In [1]:
import tensorflow as tf
from tensorflow.keras.preprocessing.text import Tokenizer
from tensorflow.data import Dataset
from tensorflow.keras.models import Sequential
from tensorflow.keras.layers import Input, Dense, SimpleRNN, GRU, LSTM, TimeDistributed
from tensorflow.keras.preprocessing.sequence import pad_sequences
from keras.optimizers import Adam, Nadam

import numpy as np
from sklearn.model_selection import train_test_split

""" Avoid error with Blas:GEMM not initializing when using GPU:
See: https://stackoverflow.com/questions/43990046/tensorflow-blas-gemm-launch-failed
"""
physical_devices = tf.config.list_physical_devices('GPU') 
tf.config.experimental.set_memory_growth(physical_devices[0], True)

tf.random.set_seed(98)
np.random.seed(99)

## Exercise 9

Embedded Reber grammars were used by Hochreiter and Schmidhuber in their paper about LSTMs. They are artificial grammars that produce strings such as “BPBTSXXVPSEPE.” Check out [Jenny Orr’s nice introduction to this topic](https://www.willamette.edu/~gorr/classes/cs449/reber.html). Choose a particular embedded Reber grammar (such as the one represented on Jenny Orr’s page), then train an RNN to identify whether a string respects that grammar or not. You will first need to write a function capable of generating a training batch containing about 50% strings that respect the grammar, and 50% that don’t.

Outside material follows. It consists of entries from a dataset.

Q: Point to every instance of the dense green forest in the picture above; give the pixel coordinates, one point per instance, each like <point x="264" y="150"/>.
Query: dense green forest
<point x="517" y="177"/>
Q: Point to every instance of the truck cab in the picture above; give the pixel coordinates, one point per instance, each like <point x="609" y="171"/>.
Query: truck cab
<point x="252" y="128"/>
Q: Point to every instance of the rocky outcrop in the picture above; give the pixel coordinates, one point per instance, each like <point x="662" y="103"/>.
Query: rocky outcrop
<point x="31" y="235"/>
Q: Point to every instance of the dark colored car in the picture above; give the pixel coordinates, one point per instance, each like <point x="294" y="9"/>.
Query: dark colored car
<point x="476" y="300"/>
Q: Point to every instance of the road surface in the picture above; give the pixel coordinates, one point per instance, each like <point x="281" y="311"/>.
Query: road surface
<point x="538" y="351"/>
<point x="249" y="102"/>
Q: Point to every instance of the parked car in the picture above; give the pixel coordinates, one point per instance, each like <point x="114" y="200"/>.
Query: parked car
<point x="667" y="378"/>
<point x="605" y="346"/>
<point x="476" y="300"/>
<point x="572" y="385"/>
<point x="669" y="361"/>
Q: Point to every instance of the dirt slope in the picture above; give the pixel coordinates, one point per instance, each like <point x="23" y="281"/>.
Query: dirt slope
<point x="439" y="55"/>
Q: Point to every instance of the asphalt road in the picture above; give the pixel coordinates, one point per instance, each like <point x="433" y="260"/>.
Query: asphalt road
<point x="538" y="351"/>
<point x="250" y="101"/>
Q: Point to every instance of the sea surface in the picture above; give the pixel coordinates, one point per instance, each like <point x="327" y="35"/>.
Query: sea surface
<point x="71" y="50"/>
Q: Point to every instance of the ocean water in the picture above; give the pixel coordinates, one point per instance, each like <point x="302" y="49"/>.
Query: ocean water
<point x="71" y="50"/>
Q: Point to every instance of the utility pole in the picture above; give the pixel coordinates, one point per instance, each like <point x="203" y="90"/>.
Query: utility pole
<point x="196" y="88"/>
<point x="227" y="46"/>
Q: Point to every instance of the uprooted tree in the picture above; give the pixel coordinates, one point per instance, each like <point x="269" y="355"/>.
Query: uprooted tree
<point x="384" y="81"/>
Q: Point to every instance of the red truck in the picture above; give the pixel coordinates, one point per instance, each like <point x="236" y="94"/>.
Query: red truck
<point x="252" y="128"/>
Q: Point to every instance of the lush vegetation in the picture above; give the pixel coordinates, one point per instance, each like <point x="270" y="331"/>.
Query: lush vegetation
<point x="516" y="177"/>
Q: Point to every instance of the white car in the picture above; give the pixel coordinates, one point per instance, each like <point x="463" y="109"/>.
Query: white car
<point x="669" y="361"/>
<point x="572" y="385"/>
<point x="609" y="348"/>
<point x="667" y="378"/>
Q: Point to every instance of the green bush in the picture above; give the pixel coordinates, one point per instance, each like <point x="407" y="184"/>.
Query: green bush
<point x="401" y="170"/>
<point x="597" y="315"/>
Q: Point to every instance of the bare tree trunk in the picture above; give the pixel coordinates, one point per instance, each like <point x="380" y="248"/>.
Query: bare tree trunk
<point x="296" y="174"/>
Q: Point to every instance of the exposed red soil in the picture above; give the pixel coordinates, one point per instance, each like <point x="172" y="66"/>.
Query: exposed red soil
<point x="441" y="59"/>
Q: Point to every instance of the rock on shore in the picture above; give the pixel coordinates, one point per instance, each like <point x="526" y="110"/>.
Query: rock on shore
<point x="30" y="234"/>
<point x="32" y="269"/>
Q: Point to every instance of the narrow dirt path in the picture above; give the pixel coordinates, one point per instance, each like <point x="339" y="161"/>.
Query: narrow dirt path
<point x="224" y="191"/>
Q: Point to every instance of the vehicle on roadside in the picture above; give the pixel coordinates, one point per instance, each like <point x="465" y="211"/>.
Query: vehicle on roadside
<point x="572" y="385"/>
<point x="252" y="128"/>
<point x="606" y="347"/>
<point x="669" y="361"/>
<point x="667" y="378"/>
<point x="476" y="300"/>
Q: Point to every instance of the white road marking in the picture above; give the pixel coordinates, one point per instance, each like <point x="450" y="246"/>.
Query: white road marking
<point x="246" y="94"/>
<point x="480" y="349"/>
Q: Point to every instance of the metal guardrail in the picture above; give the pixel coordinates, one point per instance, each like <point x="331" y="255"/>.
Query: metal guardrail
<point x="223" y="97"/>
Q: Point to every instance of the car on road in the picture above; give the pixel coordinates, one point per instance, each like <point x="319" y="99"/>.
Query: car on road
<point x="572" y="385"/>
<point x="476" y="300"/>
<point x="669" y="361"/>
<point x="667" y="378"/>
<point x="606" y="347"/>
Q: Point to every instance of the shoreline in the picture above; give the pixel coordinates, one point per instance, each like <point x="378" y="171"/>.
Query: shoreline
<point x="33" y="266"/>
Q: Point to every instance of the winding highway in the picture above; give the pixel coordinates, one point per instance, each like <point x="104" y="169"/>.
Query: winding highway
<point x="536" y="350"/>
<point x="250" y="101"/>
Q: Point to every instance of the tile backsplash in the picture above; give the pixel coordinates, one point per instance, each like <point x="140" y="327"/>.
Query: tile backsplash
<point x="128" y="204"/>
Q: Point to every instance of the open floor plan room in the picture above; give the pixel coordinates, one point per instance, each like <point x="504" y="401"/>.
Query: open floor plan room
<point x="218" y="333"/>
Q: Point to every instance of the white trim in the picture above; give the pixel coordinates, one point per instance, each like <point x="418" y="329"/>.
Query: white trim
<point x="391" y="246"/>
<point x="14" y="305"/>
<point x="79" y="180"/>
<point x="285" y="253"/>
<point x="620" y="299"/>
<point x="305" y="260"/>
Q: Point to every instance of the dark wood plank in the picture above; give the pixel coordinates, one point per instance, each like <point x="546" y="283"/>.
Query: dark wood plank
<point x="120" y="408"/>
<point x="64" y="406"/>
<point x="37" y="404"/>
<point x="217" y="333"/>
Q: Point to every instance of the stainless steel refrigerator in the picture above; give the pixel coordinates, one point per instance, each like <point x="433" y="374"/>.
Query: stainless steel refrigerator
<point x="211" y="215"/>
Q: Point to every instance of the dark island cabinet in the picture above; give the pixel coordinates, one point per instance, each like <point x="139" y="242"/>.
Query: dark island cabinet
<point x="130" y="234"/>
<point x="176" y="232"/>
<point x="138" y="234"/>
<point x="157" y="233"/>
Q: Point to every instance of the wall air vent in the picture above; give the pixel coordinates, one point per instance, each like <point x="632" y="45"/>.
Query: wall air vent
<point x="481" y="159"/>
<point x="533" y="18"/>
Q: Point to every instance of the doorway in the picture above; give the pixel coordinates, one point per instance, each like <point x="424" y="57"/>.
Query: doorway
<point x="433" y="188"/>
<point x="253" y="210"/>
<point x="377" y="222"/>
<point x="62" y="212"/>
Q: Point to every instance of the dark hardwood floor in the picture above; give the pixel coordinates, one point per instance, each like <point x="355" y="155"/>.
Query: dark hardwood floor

We start creating a Reber grammar generator. I'll follow the same structure provided in the link above will allow for tokens to be passed to the class to generate the strings.

Each state will be labelled as follows and has two possible transitions

![Reber Grammar](images\reber.png)

In [2]:
reber_transitions = {
    0: [(1, 'B')],
    1: [(2, 'T'), (3, 'P')],
    2: [(2, 'S'), (4, 'X')],
    3: [(3, 'T'), (5, 'V')],
    4: [(6, 'S'), (3, 'X')],
    5: [(4, 'P'), (6, 'V')],
    6: [(7, 'E')]}

def move_state(cur_state, transitions=reber_transitions):
    """Finds possible next moves in transition table and picks one at a random"""
    paths = transitions[cur_state]
    return paths[np.random.choice(len(transitions[cur_state]), size=1)[0]]
    
def generate_string(string=''):
    """Iterates over possible paths until final state is reached"""
    state = 0
    while state != 7:
        state, char = move_state(state)
        string += char
    return string

def find_next_state(cur_state, char, transitions=reber_transitions):
    """Given a current state and a character in the next state, searches transitions for a state
    with the corresponding next_char, if it exists."""
    for (next_state, next_char) in transitions[cur_state]:
        if next_char == char:
            return next_state, next_char
    return -1, -1

def validate_string(string, transitions=reber_transitions, verbose=False):
    """Iterates through a given string and checks whether the string was generated by some grammar with
    given transitions. 
    
    Probably can be improved
    """
    next_state, next_char = move_state(0, transitions)
    for idx, char in enumerate(string):
        if verbose: print(f"Next State: {next_state}; Testing {idx} : {char} vs {next_char}")
        if char != next_char:
            return 0
        try:
            if verbose: print(f"\tGoing to find next state by accessing {string[idx+1]}")
            next_state, next_char = find_next_state(next_state, string[idx+1])
            if verbose: print(f"\tReturned ({next_state}, {next_char})")
            if next_state == -1:
                return 0
        except IndexError:
            pass # Trying to access out of bounds value, meaning we reached the end of the checks
        if next_state == 7:
            break
    return 1
        

Now let's generate positive classes for our dataset and check they are valid

In [3]:
dataset_size = 10_000
reber_strings = [generate_string() for _ in range(dataset_size)]
reber_labels = [1 for _ in range(dataset_size)]

In [4]:
assert all([validate_string(reber_string) for reber_string in reber_strings]), "Some generated string is NOT REBER!"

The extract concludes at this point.